Experiment Result: Two Phase Flow

Author

Jayjay, Tuna, Jason, Richard

Published

September 30, 2024

We now evaluate surrogate models in two different criteria, forward simulation and inverse problem.

Pipeline

  • FNO-NF.jl: create two-phase flow dataset, eigenvector of FIM, and vJp
    • Now we differentiate each time step saturation, \(S^1(K), \cdots S^8(K)\) with respect to \(K\)
    • Rather than differentiating \(\{S^t(K)\}_{t=1}^8\) with respect to \(K\) and repeating it the 8 times.
  • Diff_MultiPhysics: train (written in pytorch) and posterior estimation

Updates on training scheme: respecting the time dynamics of GCS PDE Equation

Before discussing what steps I took to compute \(\tilde K\), our MLE estimate, I want to briefly go over new training scheme we tried.

Setting Previous Experiment Updated Experiment
Dataset 2000 pairs of \(\{K, S^t(K)\}_{t=1}^8\) 1000 pairs of \(\{K, S^t(K)\}_{t=1}^8\)
Train/Test split: [1800, 200] Train/Test split: [800, 200]
FIM Number of observations = 10 Number of observations = 2
Number of eigenvectors = 1 Number of eigenvectors = 1
For a single pair of datapoints, 1 FIM is obtained. And we repeat it for 8 times. For a single pair of datapoints, 8 FIMs are obtained (for 8 time steps).
Likelihood Difference between perturbed and true time series \(\{S^t(K)\}_{t=1}^8\) Difference between perturbed and true single time step Saturation for instance, \(S^1(K), \cdots S^8(K)\)
Hyperparameter Batch size = 100 Batch size = 100


Now, for the sake of clarity, I am going to call:

  • eigenvector obtained from the full time series (or across all time steps), static eigenvector as it does not evolve over time.
  • eigenvector obtained from each time step, dynamic eigenvector as it reflects how the system’s dynamics evolve.

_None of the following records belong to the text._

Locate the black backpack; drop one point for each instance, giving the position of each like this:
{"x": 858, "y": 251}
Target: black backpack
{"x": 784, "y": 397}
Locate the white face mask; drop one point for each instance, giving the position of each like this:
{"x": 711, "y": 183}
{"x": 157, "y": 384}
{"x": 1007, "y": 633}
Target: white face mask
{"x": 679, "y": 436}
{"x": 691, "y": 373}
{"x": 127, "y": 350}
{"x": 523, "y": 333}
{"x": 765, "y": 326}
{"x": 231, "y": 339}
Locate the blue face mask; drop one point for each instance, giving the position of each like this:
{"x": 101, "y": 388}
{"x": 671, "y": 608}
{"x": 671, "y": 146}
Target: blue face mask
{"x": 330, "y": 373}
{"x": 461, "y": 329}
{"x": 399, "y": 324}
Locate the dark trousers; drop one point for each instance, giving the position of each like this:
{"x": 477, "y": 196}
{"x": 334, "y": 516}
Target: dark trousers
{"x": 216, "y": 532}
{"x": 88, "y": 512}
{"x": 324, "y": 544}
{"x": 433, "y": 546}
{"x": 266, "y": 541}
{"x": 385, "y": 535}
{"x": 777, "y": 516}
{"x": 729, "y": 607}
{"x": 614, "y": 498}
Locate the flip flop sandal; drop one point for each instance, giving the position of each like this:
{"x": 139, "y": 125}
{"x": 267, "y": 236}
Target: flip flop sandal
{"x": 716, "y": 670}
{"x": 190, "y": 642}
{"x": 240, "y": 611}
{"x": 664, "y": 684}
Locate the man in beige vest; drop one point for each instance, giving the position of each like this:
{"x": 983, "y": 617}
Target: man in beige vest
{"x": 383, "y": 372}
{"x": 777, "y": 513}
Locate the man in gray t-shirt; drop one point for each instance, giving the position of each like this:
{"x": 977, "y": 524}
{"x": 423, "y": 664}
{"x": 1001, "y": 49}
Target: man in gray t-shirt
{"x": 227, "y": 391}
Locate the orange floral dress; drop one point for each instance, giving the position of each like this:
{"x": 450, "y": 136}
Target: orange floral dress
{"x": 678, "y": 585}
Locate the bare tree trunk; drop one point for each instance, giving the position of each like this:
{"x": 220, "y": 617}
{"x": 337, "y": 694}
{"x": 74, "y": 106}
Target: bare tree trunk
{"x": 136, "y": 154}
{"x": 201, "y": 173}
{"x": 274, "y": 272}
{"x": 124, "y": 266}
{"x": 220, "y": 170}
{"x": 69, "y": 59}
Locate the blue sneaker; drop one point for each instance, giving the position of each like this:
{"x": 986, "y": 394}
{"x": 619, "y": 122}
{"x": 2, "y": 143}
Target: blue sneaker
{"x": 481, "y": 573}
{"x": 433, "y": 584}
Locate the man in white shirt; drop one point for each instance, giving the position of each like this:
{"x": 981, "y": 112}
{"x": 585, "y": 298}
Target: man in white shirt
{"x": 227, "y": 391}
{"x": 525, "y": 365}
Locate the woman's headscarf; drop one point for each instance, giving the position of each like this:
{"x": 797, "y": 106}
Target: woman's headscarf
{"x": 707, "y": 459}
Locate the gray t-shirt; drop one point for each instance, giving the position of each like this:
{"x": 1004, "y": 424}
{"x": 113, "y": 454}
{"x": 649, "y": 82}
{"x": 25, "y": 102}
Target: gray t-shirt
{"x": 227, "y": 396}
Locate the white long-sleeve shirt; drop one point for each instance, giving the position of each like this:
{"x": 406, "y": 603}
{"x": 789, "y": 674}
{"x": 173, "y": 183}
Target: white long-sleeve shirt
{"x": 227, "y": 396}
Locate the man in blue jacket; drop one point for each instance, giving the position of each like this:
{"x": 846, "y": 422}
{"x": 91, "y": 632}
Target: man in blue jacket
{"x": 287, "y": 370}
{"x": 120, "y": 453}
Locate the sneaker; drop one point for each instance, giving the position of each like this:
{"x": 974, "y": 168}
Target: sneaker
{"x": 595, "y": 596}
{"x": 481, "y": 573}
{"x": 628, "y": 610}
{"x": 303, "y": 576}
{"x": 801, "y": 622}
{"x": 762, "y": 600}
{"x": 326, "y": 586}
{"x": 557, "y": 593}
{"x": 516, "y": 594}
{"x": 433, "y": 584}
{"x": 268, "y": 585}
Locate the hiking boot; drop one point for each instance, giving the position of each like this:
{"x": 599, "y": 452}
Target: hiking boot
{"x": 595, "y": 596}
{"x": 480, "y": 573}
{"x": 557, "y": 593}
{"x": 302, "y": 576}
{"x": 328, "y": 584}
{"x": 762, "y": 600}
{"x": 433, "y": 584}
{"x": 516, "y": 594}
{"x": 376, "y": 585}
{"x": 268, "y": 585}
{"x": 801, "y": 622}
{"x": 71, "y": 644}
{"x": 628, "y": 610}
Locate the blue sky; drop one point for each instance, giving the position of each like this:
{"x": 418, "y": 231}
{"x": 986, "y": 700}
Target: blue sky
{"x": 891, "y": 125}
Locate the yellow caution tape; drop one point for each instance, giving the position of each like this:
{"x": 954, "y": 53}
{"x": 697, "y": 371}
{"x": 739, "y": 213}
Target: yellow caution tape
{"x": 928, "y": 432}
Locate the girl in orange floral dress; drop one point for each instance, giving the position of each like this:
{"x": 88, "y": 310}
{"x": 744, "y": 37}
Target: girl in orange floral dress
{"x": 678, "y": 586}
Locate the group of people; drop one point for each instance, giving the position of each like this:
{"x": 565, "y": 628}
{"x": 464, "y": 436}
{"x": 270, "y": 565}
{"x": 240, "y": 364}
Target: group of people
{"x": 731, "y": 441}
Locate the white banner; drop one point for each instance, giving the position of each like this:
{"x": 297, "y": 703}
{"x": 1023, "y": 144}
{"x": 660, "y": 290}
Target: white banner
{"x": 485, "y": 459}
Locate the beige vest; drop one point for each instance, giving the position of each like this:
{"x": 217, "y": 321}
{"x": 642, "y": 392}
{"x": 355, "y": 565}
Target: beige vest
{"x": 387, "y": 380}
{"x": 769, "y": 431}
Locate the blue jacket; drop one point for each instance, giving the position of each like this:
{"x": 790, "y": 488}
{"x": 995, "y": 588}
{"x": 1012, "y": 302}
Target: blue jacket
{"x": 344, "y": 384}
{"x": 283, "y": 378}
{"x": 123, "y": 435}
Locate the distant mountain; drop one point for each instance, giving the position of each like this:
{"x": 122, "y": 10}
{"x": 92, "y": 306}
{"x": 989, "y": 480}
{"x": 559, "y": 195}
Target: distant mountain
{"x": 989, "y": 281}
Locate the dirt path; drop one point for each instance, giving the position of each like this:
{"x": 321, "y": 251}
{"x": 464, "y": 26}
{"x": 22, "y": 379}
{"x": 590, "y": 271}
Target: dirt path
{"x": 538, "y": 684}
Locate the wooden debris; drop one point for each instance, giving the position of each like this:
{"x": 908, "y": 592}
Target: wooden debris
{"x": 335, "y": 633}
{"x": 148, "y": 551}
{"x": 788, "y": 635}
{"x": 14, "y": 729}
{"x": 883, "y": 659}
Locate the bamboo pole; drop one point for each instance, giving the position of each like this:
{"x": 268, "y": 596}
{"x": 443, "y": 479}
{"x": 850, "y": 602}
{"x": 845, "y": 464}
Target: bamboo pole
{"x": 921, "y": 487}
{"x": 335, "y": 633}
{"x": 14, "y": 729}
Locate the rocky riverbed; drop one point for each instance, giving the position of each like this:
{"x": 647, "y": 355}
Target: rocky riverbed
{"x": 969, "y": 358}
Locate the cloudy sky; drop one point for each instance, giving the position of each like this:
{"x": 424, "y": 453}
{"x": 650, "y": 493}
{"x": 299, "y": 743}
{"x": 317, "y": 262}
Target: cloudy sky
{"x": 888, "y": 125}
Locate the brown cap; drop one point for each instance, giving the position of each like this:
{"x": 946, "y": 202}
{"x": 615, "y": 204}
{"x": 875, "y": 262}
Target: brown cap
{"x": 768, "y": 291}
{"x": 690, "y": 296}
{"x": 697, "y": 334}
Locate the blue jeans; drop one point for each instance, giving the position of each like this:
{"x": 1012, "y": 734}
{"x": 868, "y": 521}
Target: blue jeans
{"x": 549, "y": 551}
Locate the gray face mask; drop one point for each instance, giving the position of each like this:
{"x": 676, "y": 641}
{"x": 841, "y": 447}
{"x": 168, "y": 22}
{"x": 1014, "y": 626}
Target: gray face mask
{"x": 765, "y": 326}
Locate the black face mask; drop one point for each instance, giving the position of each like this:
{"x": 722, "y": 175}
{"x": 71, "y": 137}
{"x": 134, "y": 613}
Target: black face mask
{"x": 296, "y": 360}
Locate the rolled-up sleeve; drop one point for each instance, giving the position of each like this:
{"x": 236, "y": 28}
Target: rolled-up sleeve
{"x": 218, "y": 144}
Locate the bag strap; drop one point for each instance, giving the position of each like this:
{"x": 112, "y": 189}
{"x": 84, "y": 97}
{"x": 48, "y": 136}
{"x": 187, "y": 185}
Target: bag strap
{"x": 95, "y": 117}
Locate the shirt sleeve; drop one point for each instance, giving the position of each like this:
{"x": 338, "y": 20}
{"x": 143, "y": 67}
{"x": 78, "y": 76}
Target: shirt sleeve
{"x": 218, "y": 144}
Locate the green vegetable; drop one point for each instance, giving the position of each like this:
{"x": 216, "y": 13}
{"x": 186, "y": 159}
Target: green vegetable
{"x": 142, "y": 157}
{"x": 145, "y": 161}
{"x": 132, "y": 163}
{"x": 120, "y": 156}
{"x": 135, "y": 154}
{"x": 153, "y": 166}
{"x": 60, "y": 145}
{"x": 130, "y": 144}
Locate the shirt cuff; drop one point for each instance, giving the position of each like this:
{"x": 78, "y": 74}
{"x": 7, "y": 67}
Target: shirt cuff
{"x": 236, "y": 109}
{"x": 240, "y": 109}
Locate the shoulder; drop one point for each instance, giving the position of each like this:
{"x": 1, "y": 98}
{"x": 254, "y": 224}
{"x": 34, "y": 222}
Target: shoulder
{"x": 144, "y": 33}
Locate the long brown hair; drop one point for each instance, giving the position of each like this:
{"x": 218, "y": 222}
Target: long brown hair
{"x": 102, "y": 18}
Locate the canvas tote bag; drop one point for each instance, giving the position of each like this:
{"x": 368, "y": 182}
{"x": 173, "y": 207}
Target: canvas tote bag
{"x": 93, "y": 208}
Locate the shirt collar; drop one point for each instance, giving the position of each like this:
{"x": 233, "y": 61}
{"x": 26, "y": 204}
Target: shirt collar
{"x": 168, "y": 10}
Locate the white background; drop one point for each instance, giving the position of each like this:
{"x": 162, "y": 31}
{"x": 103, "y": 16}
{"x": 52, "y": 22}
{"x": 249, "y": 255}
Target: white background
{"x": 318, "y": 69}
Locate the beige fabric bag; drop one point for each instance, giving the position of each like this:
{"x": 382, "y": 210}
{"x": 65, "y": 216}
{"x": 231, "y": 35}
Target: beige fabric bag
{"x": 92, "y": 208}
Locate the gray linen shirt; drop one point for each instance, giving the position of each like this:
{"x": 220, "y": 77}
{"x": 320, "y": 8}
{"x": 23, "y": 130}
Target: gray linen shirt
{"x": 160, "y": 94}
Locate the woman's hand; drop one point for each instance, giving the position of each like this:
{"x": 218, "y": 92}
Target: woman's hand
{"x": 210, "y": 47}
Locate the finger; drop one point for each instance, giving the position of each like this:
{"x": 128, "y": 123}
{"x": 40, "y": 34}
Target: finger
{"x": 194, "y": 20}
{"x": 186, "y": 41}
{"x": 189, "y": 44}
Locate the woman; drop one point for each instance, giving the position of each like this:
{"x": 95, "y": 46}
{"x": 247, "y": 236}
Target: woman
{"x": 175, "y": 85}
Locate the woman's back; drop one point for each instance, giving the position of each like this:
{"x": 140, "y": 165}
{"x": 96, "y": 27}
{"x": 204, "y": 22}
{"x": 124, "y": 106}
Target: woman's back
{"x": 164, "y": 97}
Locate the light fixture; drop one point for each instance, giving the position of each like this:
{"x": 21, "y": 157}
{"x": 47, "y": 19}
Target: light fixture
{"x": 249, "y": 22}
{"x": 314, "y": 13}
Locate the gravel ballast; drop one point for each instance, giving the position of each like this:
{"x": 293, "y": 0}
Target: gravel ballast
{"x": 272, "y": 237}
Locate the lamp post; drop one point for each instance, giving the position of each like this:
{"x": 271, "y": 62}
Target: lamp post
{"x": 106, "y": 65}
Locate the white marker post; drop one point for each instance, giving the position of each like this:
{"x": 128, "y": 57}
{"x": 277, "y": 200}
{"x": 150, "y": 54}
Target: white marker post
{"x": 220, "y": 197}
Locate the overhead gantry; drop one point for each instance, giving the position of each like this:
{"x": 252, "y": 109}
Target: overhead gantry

In case we need to recall how we computed FIM..

\[ \left\{ X_i \right\}^N_{i=1} \sim p_X(X), \: \epsilon \sim \mathcal{N}(0, \Sigma), \: \Sigma = I \] For a single data pair, we generate multiple observations. \[Y_{i, J} = F(X_i) + \epsilon_{i, J}, \quad where \left\{ \epsilon_{i,J}\right\}^{N,M}_{i,J= 1,1}\] As we assumed Gaussian, we define likelihood as following. \[p(Y_{i,J}|X_i) = e^{-\frac{1}{2}\|Y_{i,J}-F(X_i)\|^2_2}\] \[log \: p(Y_{i,J}|X_i) \approx \frac{1}{\Sigma}\|Y_{i,J}-F(X_i)\|^2_2\] A FIM for a single data pair \(i\) is: \[FIM_i = \mathbb{E}_{Y_{i, \{J\}^m_{i=1}} \sim p(Y_{i,J}|X_i)} \left[ \left(\nabla log \: p(Y_{i,J}|X_i)\right)\left(\nabla log \: p(Y_{i,J}|X_i)\right)^T\right]\]

Forward Simulation

So, now we compare how the learning becomes different when compared with

  • that of static eigenvector
  • that of dynamic eigenvector, respecting the time dynamics of GCS PDE equation.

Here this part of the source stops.